Why does RT's FCGI server not handle SIGPIPE?

Alex_Hall · March 22, 2021, 9:45am

Hello all,

TL;DR: RT4.4.x using the FCGI server. Workers die all the time, and monitoring restarts RT when the last one is gone. We think the problem is unhandled SIGPIPE signals, so I added a line of Perl to rt-server.fcgi to ignore SIGPIPE in hopes that this will let the workers stop dying when they get this signal. Is there any reason I should not have added this line, or am I okay to keep it in? Does anyone know why it’s never been added to RT? Even RT5 is missing it.

We’ve used RT for years now, always through its FCGI server. We’ve always had our FCGI workers die, one by one, until a monitoring job restarted them all after the last one went away. Finally, we figured out why (we think), thanks to help from
this post.
When the FCGI server receives SIGPIPE, which can happen from time to time based on user activity, there’s nothing to handle it. Thus, the worker dies.

I copied rt-server.fcgi, and added a snippet I found online to ignore SIGPIPE, then pointed RT at that server file instead. Twelve hours later, there have been no problems, though of course, the test will be once our users start accessing the site today.

Is there a reason that ignoring SIGPIPE hasn’t been made part of the source code yet, after all this time? I imagine it’s just something no one really considered. In the back of my mind is a concern that, somehow, including this could cause serious problems that no one was able to work around, so the decision was to let the worker die rather than deal with whatever issues adding the SIGPIPE handler introduced. I doubt this is the case, but modifying the source of files in sbin makes me nervous. Thanks for any thoughts on this.

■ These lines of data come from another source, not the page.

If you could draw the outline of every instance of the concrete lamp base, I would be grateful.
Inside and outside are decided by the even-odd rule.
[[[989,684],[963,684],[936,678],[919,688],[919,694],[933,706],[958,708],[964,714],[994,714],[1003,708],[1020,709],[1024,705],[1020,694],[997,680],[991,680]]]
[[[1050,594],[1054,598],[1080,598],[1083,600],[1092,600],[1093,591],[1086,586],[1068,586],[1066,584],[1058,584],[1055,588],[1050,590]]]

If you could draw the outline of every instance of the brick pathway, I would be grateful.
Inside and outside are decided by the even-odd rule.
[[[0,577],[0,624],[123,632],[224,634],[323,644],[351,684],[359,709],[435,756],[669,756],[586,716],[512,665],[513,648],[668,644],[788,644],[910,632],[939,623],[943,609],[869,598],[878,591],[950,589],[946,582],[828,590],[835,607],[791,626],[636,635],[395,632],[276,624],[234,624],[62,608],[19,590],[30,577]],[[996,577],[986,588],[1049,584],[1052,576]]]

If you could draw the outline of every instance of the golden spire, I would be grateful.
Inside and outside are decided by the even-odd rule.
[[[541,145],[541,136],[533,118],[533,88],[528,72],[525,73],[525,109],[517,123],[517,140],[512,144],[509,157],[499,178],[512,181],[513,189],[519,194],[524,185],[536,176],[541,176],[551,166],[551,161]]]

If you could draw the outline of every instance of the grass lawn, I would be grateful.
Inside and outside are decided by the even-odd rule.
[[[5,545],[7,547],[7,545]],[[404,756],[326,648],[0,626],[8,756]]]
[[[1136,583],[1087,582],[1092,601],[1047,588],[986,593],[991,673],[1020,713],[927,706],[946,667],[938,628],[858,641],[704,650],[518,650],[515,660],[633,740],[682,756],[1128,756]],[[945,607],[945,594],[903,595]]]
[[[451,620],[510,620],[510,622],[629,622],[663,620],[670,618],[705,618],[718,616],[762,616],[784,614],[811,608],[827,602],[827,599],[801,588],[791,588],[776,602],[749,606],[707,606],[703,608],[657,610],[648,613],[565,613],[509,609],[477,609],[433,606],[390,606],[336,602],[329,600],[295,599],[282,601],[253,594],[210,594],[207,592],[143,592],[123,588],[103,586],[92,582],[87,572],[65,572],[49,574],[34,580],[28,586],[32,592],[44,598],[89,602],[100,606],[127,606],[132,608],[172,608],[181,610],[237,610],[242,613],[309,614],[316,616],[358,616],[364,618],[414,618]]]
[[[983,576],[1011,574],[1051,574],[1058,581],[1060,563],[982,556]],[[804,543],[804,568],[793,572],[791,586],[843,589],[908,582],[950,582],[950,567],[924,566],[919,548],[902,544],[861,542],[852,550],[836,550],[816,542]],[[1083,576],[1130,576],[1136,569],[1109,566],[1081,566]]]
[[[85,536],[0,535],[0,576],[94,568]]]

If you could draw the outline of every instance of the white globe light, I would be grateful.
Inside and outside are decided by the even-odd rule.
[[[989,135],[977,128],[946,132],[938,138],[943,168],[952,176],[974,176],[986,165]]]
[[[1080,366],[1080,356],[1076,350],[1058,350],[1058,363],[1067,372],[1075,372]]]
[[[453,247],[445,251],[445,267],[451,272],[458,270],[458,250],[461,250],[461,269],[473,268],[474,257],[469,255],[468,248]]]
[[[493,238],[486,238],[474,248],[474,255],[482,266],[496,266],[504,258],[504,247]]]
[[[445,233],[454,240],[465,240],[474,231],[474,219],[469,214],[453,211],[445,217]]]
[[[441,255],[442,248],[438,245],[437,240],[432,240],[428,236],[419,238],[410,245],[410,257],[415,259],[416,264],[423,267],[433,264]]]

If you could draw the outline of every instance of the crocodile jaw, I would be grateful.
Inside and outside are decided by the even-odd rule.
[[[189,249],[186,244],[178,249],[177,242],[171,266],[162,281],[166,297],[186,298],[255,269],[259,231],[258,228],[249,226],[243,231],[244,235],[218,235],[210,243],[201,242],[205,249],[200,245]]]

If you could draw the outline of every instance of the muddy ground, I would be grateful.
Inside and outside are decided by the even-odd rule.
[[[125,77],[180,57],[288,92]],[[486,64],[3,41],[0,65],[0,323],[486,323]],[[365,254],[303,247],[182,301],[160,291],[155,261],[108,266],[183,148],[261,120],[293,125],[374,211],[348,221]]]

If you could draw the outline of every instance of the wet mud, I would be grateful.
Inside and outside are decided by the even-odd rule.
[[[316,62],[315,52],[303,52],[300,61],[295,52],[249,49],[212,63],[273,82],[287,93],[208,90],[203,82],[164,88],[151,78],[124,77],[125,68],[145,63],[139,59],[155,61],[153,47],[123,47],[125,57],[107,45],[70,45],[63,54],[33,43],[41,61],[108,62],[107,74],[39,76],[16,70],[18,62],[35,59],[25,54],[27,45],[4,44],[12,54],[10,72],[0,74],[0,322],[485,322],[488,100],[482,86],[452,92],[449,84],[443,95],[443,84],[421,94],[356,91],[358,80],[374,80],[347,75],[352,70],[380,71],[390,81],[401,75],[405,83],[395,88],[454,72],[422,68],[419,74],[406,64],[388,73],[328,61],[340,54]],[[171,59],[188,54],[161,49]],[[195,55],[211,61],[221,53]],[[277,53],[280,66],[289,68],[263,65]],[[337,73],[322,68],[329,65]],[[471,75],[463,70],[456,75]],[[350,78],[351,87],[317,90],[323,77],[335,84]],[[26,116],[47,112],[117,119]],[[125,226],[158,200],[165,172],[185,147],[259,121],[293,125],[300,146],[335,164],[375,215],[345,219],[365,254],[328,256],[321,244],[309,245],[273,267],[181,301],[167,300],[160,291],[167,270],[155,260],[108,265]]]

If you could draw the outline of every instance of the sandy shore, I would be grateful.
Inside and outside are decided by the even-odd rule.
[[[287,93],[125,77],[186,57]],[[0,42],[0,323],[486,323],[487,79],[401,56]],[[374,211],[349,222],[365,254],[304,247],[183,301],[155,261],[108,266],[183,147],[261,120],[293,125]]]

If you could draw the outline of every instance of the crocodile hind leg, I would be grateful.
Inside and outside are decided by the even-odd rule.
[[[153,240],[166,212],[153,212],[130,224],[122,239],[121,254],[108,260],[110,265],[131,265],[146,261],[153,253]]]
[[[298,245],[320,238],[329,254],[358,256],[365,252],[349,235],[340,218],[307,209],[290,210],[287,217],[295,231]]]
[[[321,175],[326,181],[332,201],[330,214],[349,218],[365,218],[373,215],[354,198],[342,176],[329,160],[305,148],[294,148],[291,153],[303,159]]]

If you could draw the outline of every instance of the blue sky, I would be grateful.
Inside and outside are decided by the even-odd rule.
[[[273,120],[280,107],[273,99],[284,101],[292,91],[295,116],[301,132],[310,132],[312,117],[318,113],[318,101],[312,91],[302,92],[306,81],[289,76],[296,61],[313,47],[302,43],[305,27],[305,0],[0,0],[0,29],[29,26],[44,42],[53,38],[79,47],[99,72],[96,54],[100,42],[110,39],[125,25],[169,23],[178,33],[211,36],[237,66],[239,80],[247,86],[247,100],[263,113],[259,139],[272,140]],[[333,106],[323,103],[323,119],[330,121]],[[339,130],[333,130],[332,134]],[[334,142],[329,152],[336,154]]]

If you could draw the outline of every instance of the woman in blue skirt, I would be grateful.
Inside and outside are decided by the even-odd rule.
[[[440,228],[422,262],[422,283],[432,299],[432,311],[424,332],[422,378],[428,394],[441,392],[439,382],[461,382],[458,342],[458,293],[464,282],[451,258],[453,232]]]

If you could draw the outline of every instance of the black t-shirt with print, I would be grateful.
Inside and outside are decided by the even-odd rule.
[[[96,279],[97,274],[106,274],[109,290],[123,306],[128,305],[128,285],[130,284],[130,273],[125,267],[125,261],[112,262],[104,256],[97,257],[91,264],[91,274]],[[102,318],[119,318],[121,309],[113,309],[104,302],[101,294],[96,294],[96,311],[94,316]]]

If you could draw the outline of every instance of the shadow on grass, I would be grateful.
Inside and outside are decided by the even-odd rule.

Rob_Lister · April 1, 2021, 1:13pm

Interesting. It falls over for me a few times a day, most days. It only takes a few seconds for it to restart, but it is annoying. It only started to occur when we upgraded to RT 4.4.3 + nginx, and since that was quite a big upgrade, wasn’t sure if it was something to do with our nginx config (the previous RT install was on Apache, which seems slightly better supported by RT than nginx.)

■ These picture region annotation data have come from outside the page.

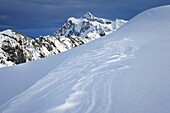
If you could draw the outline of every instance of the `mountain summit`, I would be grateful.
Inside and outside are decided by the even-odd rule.
[[[69,18],[66,23],[55,33],[56,36],[82,37],[89,40],[100,38],[116,31],[127,21],[111,21],[108,19],[98,18],[90,12],[85,13],[80,18]]]
[[[94,17],[71,17],[54,36],[29,38],[13,30],[0,32],[0,67],[48,57],[116,31],[126,21]]]

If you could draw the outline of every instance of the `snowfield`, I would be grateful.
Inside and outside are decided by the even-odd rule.
[[[169,113],[170,6],[49,58],[0,70],[2,113]]]

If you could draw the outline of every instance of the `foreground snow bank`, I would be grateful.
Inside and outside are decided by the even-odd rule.
[[[105,38],[0,70],[0,112],[169,113],[169,12],[170,6],[150,9]],[[18,73],[30,83],[17,81]]]

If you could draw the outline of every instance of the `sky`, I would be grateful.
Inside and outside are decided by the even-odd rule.
[[[0,0],[0,31],[12,29],[29,37],[51,35],[69,17],[86,12],[110,20],[130,20],[170,0]]]

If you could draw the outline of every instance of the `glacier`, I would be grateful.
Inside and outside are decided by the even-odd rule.
[[[170,6],[62,54],[0,70],[2,113],[169,113]]]

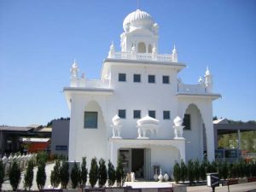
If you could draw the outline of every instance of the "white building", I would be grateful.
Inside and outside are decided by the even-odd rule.
[[[177,79],[186,65],[175,47],[170,55],[158,53],[159,26],[144,11],[129,14],[123,27],[121,51],[111,44],[100,79],[79,78],[77,63],[72,66],[64,88],[69,160],[96,156],[116,166],[119,154],[127,172],[152,178],[154,166],[170,173],[175,161],[201,160],[204,151],[214,160],[212,102],[220,95],[212,93],[209,70],[198,84]]]

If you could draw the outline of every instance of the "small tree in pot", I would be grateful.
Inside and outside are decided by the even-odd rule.
[[[116,177],[116,184],[118,187],[122,187],[124,184],[124,178],[125,178],[125,172],[123,170],[123,164],[122,164],[122,158],[119,157],[118,159],[116,172],[115,172],[115,177]]]
[[[74,162],[73,167],[72,168],[70,177],[72,182],[72,188],[76,189],[80,182],[80,169],[76,162]]]
[[[31,187],[32,186],[33,183],[33,177],[34,177],[34,163],[32,160],[30,160],[27,164],[27,167],[25,173],[24,177],[24,188],[28,188],[28,190],[30,191]]]
[[[108,164],[108,187],[112,187],[115,183],[115,170],[109,160]]]
[[[15,160],[9,171],[9,183],[14,191],[16,191],[20,181],[20,169]]]
[[[69,180],[68,169],[69,169],[68,162],[63,160],[60,170],[61,183],[62,189],[67,189],[68,183],[68,180]]]
[[[91,188],[94,188],[98,180],[98,165],[97,159],[92,158],[90,162],[90,170],[89,173],[89,182]]]
[[[180,181],[180,166],[177,162],[175,163],[173,166],[173,177],[176,183],[178,183]]]
[[[3,161],[0,160],[0,191],[2,191],[2,184],[4,178],[4,166]]]
[[[102,188],[107,182],[108,173],[105,160],[102,158],[99,161],[99,187]]]
[[[84,188],[85,188],[86,182],[87,182],[87,174],[88,171],[86,168],[86,158],[83,157],[83,161],[81,165],[81,185],[82,185],[82,190],[84,190]]]

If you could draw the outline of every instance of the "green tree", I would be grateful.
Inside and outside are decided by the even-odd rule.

Are you able to say if your SIGPIPE ignore mod seems to have worked yet?

Alex_Hall · April 1, 2021, 2:35pm

Hello,

So far, so good. Rather than our ten workers failing one by one until Monit has to restart spawn-fcgi, the workers have stayed alive pretty much indefinitely. I’ve had to manually restart them a few times because of increasing memory usage, but they haven’t died on their own how they used to. Of course, I didn’t notice the memory usage problem until they started staying alive long enough for it to appear, so I guess this is progress. Still, better a scheduled restart that takes two seconds than a random crash that it might take Monit 90 seconds to detect.

In short, yes, adding a handler for SIGPIPE did seem to help a lot.

Rob_Lister · April 1, 2021, 2:39pm

Thanks,

Can you confirm if this is on the right lines: rt-server.fcgi:

$SIG{PIPE} = 'IGNORE';

R.

Alex_Hall · April 1, 2021, 2:59pm

That’s what I have. I put the line just above the SIGINT handler, though I doubt placement matters too much. Note that I don’t really speak Perl, so please don’t take my word for it. I can confirm that your code matches mine, and where I put it has worked so far.

Andrew_Ruthven · December 1, 2021, 8:59am

I’ve submitted a bug report to Best Practical with a patch, visible here: Login

My intention is to include this in future releases in Debian until it is resolved by BP.

ktm · February 7, 2022, 7:45pm

We ended up using ‘multiwatch’ to address this problem here with the fcgi processes exiting.

Regards,
Ken

Andrew_Ruthven · September 21, 2023, 12:53pm

Good news, the patch for this issue is in 4.4.7beta1 and 5.0.5beta1.

(It has been in the Debian packages of both request-tracker4 and request-tracker5 for a while now.)